WJC Takeaways: Lafreniere erases any doubt about No. 1 pick potential

Canada's Alexis Lafreniere celebrates after scoring against the United States. (Petr David Josek/AP)

Fresh off Team Canada’s golden performance at the 2020 World Junior Championship, Sportsnet’s Sam Cosentino offers up his top takeaways from the eventful tournament:

Who’s Number One?
Despite missing two games, Alexis Lafreniere was named the tournament’s MVP with 10 points over the five games he played. Lafreniere also had two helpers in the final, erasing any doubt as to who should be the No. 1 pick in June.

Hockey Canada
It was a bit of a departure that didn’t come without some risk when Mark and Dale Hunter were tabbed to work alongside Shawn Bullock and Brad McEwen to put together Team Canada. The Hunters are hockey lifers and they don’t deviate from how they go about their business, which isn’t always the way of the company line.

Dale Hunter
The London Knights often draw the ire of their OHL counterparts for their ability to attract top players and consistently put a winning product on the ice. There is a thought that Dale Hunter’s coaching success is a product of the good teams he has to coach. Taking the youngest Canadian team ever with two internationally inexperienced goalies and winning gold says a lot about his coaching acumen.

Samuel Fagemo
There was widespread sentiment in the scouting world was that Fagemo was the most improved player in Sweden during the 2018-19 season. He lead the tournament in goals (eight) and points (13) in his continued development as one of the L.A. Kings future pieces.

Joel Hofer
Once chosen to go to selection camp, a few WHL people reached out to me to say just how good he’s been in the WHL for Portland. They weren’t wrong. His path from seeing a large volume of shots with Swift Current before dealt to Portland to experience high-risk chances enabled him to have success as the tournament’s top goalie.

Yaroslav Askarov
The next great Russian goaltending prodigy struggled throughout the tournament and ended up not starting the gold-medal game as a result. Askarov finished the tournament with a 2.71 goals-against average and an .876 save percentage over five games. Will this tournament hurt his draft status?

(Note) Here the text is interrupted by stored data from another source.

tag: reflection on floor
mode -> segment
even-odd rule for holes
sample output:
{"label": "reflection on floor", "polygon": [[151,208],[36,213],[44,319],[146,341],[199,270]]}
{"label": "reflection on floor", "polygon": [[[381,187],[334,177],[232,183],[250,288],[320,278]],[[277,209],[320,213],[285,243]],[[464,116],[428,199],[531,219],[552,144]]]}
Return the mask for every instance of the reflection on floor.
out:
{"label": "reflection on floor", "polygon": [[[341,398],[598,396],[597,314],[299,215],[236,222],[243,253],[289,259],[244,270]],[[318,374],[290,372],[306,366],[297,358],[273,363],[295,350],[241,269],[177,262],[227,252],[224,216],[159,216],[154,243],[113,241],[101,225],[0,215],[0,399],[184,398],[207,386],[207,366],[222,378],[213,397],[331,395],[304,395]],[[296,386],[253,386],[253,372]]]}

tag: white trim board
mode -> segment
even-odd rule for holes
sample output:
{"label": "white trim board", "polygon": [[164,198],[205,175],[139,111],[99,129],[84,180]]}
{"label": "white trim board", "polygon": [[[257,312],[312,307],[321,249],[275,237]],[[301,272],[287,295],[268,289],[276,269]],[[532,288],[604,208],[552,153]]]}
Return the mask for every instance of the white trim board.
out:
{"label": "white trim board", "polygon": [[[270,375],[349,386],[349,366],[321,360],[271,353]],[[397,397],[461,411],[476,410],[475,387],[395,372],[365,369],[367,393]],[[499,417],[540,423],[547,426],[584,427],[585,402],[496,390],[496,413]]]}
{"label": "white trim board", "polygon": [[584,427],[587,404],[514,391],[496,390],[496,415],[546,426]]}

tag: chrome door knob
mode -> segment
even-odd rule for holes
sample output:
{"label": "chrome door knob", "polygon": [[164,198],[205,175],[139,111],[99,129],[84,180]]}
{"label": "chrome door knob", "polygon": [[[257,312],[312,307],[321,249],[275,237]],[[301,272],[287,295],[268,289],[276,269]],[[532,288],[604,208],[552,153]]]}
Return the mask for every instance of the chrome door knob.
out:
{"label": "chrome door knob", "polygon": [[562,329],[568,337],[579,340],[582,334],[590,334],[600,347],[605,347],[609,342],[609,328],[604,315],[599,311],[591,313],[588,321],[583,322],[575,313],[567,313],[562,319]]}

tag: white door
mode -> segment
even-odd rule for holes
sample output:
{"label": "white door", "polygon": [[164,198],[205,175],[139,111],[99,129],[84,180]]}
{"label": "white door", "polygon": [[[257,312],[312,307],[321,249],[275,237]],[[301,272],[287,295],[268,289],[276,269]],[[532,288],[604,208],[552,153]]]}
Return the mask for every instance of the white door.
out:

Canada’s Dylan Cozens celebrates with teammates Alexis Lafreniere, Joe Veleno, Barrett Hayton and Calen Addison after scoring the first goal against Russia during the gold medal game. (Ryan Remiorz/CP)

Rasmus Sandin
The Toronto Maple Leafs property gave a good indication of why the Leafs are so high on him. Good on Kyle Dubas for releasing him from the AHL and giving him the experience of playing a lead role with his bronze medal-winning countrymen.

Calen Addison
The Pittsburgh prospect by way of the Lethbridge Hurricanes was brilliant in the final game with three helpers en route to a nine-point tournament, second-best amongst all defencemen, one point behind Sandin.

Barrett Hayton
It’s always a risky proposition when NHL players are loaned to their respective country’s WJC teams. The Arizona Coyotes are happy to have Hayton experience the pressure-packed situation of winning a gold medal, but with a shoulder injury, his timetable to return may be in the air.

Adversity Serves
Team Canada had to deal with a number of challenges from its worst-ever WJC loss (6-0 to Russia), a head-butting suspension to Joe Veleno, a knee injury to Lafreniere, and a shoulder injury to Hayton. The Canadians persevered through it all and turned up golden.

Nikita Alexandrov
The Charlottetown Islanders were well-represented by Nikita Aoexandrov, who was named the top Russian player in the gold-medal game. Alexandrov had a goal and an assist in the 4-3 loss. He finished with eight points over seven games in a silver-medal-winning performance.

The Professor
It was interesting to see The Professor, Igor Larionov, behind the Russuan bench as an assistant coach for this tournament. It goes to show you just how important the event is in Russia. Larionov left a successful run as a player agent to work for the Russian Ice Hockey Federation.

All Swede, No Finish
The Swedes have gone 13 straight years (52 games) without losing in pool play. However that has translated to just one gold medal (in 2012) — the Swedes needed overtime to upend Russia in that gold-medal game. A bronze finish is decent, but in six-of-13 occasions, the Swedes have failed to medal at all.


Czech Salut
Big props to the host country Czech Republic for it’s amazing support of the event. The fans’ enthusiasm and general willingness to have a good time is the perfect mindset to have over the holiday season. Over 173,000 total spectators took in the games.

German Design
The Germans were able to upend Kahakstan to remain in the top grouping for next year, with players like Moritz Seider, Lukas Reichel John Peterka and Tim Stutzle.

Speaking of Germans
Tim Stutzle didn’t play in the final yet still ended up with five assists in the tournament. He’s had a great season in Mannheim and his tournament play surely aided what was already projected to be a top-10 pick in June.

He Gone
It will be interesting to see which CHL players end up where upon returning from the Czech Republic.

Penalty Music
The music alone would’ve kept me out of the box.